| Mar042008 | Yeah, Being Single |
Diana says she finds it admirable that I stay single instead of just leaping into a relationship. That made me smile and I was geniunely happy to hear that. It’s not by choice, is what sprang to mind but in a way, I guess it is. At the end of the day, I’m responsible for my own life and it’s the result of rational decisions, rationalised decisions, bad habits and various bits of crazy I’ve accumulated over the years.
I’ve been single forever. And I don’t mean like swinging bachelor single, the boring kind of single. When there is another warm body sharing my bed, it’s my MacBook Pro. It plays back episodes of 30 Rock, Flight of the Conchords, No Reservations and Top Chef. It makes me laugh but it doesn’t really laugh at my jokes nor does it provide me with backrubs and rambling anecdotes about the frenemies at work.
I’ve had friends comment about how non-plussed I am about being single. I’m not freaking out about girls, I don’t sniff about them and I much more readily incorporate them into my life as friends instead of more than friends (although sometimes “more” doesn’t actually mean more). I try not to even talk about girls, I always end up with my cards held close to my chest like I’m afraid something might happen if anyone knew my master plan.
The obvious truth is that I freak out just as much as any other single person. It’s part and parcel of the experience. I think everybody has voids in their life; places where we feel unfulfilled and empty, places that we want to enrich and fill with flowers, rainbows and unicorns.
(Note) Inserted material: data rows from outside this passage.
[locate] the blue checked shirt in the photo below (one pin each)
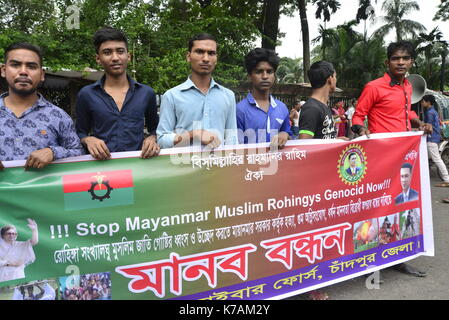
(44, 125)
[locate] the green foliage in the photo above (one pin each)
(395, 19)
(290, 70)
(443, 11)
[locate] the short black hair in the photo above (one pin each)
(429, 98)
(407, 165)
(108, 34)
(26, 46)
(319, 72)
(199, 37)
(401, 45)
(261, 54)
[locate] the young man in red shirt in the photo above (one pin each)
(386, 102)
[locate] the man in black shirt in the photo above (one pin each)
(316, 121)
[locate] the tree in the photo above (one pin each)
(270, 23)
(443, 11)
(327, 37)
(289, 70)
(305, 37)
(434, 51)
(324, 7)
(396, 11)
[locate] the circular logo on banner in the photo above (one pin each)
(352, 164)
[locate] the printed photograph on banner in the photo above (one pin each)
(16, 249)
(410, 223)
(365, 235)
(35, 290)
(389, 229)
(407, 193)
(352, 165)
(95, 286)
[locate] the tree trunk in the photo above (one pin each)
(271, 24)
(443, 69)
(305, 38)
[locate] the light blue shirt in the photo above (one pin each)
(186, 108)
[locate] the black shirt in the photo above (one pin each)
(316, 120)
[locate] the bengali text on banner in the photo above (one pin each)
(232, 224)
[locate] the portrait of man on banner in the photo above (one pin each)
(16, 255)
(407, 194)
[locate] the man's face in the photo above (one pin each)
(114, 57)
(23, 71)
(353, 160)
(399, 63)
(263, 76)
(406, 178)
(425, 104)
(203, 57)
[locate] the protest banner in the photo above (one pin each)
(235, 223)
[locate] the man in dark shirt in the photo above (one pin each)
(316, 121)
(113, 109)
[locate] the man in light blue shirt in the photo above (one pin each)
(198, 110)
(260, 117)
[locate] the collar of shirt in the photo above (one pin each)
(188, 84)
(132, 83)
(253, 101)
(41, 102)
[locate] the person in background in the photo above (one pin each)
(294, 118)
(431, 117)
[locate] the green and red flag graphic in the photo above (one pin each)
(98, 189)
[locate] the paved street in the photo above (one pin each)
(399, 286)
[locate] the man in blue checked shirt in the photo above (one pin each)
(260, 117)
(32, 128)
(198, 110)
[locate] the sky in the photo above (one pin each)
(292, 47)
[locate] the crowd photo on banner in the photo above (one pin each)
(148, 152)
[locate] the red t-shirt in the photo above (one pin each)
(387, 105)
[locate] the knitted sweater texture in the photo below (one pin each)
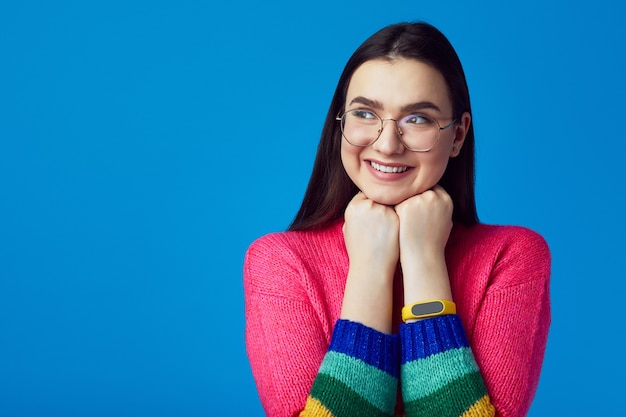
(483, 361)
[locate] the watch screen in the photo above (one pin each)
(431, 307)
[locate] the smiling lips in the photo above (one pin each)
(388, 169)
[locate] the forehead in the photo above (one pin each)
(399, 82)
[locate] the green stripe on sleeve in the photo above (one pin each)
(450, 401)
(342, 401)
(425, 376)
(369, 382)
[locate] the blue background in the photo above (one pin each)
(145, 145)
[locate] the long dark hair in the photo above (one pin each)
(330, 189)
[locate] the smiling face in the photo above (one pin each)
(386, 171)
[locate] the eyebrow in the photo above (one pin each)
(375, 104)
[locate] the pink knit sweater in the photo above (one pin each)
(294, 284)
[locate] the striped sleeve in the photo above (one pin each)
(439, 375)
(358, 376)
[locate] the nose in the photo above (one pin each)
(389, 140)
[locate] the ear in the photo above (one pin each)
(460, 131)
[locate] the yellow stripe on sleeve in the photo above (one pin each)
(481, 408)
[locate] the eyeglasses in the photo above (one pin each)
(418, 133)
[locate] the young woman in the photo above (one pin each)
(387, 296)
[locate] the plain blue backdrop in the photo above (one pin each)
(145, 144)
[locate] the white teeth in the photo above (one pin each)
(383, 168)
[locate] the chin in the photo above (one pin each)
(386, 199)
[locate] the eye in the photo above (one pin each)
(417, 119)
(363, 114)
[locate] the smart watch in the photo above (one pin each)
(425, 309)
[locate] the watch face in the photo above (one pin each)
(432, 307)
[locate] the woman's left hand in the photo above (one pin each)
(425, 226)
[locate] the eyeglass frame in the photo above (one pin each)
(399, 131)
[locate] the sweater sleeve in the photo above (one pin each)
(495, 370)
(299, 365)
(358, 376)
(439, 375)
(511, 327)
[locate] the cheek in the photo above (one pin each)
(350, 160)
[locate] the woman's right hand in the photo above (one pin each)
(371, 233)
(371, 237)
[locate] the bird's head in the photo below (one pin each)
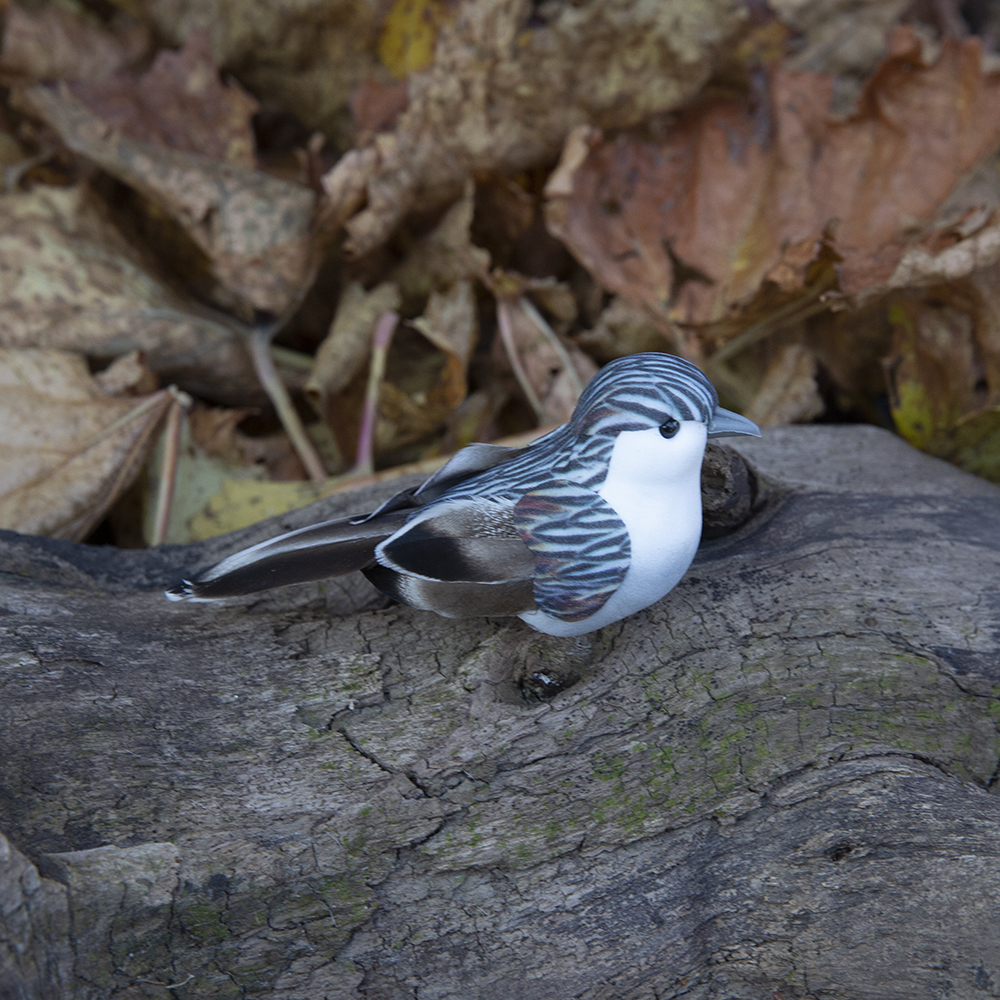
(666, 406)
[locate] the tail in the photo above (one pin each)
(320, 551)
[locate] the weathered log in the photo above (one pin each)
(779, 781)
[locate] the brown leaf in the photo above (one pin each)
(346, 348)
(739, 198)
(376, 106)
(68, 280)
(944, 399)
(53, 43)
(69, 450)
(544, 366)
(622, 329)
(449, 322)
(304, 57)
(128, 376)
(253, 228)
(492, 105)
(788, 393)
(179, 103)
(426, 382)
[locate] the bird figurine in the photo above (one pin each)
(588, 524)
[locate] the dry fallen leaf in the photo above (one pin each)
(305, 56)
(550, 384)
(54, 43)
(623, 328)
(345, 349)
(788, 393)
(68, 280)
(426, 377)
(253, 228)
(445, 255)
(944, 381)
(128, 376)
(741, 197)
(503, 92)
(376, 106)
(69, 450)
(179, 103)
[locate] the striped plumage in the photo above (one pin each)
(588, 524)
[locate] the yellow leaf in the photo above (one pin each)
(409, 35)
(932, 389)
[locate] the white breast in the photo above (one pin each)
(654, 485)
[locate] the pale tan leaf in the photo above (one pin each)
(69, 281)
(788, 394)
(346, 347)
(492, 104)
(69, 450)
(253, 228)
(127, 376)
(449, 322)
(54, 43)
(445, 255)
(179, 103)
(741, 199)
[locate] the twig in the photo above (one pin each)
(263, 362)
(364, 462)
(168, 465)
(795, 311)
(553, 338)
(507, 336)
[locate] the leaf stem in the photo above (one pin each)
(364, 462)
(263, 362)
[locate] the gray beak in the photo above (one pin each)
(725, 422)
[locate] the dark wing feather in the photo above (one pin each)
(454, 599)
(464, 541)
(331, 548)
(581, 547)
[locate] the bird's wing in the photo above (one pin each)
(330, 548)
(461, 558)
(463, 465)
(333, 548)
(581, 548)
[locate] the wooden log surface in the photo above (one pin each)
(780, 781)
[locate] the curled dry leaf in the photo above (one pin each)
(253, 228)
(69, 450)
(445, 255)
(128, 376)
(346, 348)
(376, 106)
(742, 198)
(552, 389)
(212, 455)
(68, 280)
(944, 379)
(490, 103)
(845, 39)
(623, 328)
(788, 393)
(179, 103)
(53, 43)
(306, 55)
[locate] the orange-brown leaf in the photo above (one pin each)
(743, 193)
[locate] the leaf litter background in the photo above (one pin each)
(254, 253)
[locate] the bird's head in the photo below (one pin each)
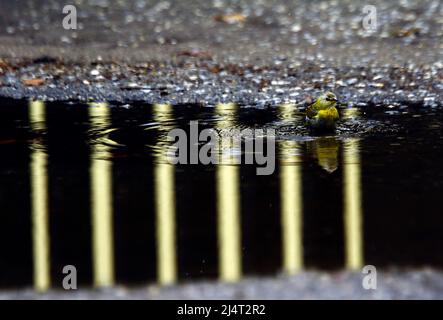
(327, 100)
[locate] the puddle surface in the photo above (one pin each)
(90, 186)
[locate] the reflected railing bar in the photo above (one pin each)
(164, 177)
(291, 199)
(354, 258)
(39, 201)
(101, 197)
(228, 202)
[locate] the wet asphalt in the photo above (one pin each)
(255, 53)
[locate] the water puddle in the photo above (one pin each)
(91, 186)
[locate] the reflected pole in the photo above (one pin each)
(101, 197)
(352, 205)
(228, 200)
(39, 201)
(164, 176)
(291, 198)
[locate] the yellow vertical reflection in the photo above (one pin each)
(228, 200)
(165, 204)
(101, 197)
(39, 202)
(291, 198)
(352, 205)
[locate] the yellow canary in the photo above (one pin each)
(323, 114)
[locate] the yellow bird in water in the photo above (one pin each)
(322, 115)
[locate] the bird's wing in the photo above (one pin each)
(310, 111)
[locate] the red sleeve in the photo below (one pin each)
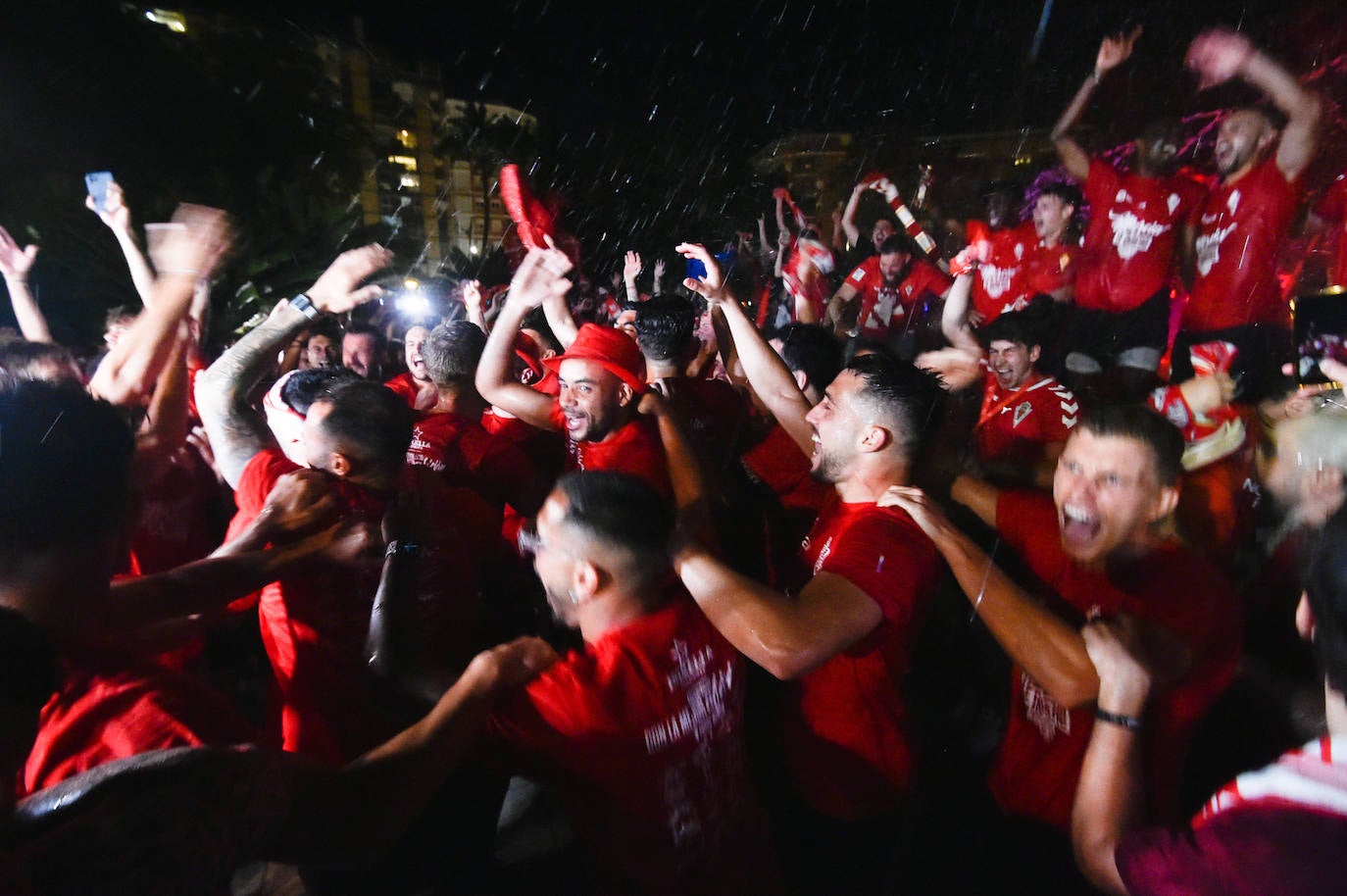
(889, 558)
(1101, 184)
(258, 478)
I think being single can be like taking a highlighter to these voids. But I certainly acknowledge that people in relationships continue to have these voids. I’ve seen couples that Eternal Sunshine refers to as “the dining dead” and I’ve seen couples that build on each other’s strengths and become greater than the sum of their parts. Being part of a couple changes the equation but it doesn’t remove those voids. Having someone to come home to doesn’t magically help you learn that musical instrument, write that novel or reconcile with that long lost family member but it certainly helps to have the right person around at the right time.
For a lot of people, being single is a problem to be solved but it’s rarely the most important problem.
My thoughts about singlehood aren’t particularly organised and I’m sure hypocrisy lurks in all the unswept corners but what I’m trying to say is that I’m ok with being single. I’m happy to work on my self-realisation alone, surfacing now and again to get help from a friend and going back to my work. I was always the quiet one in class.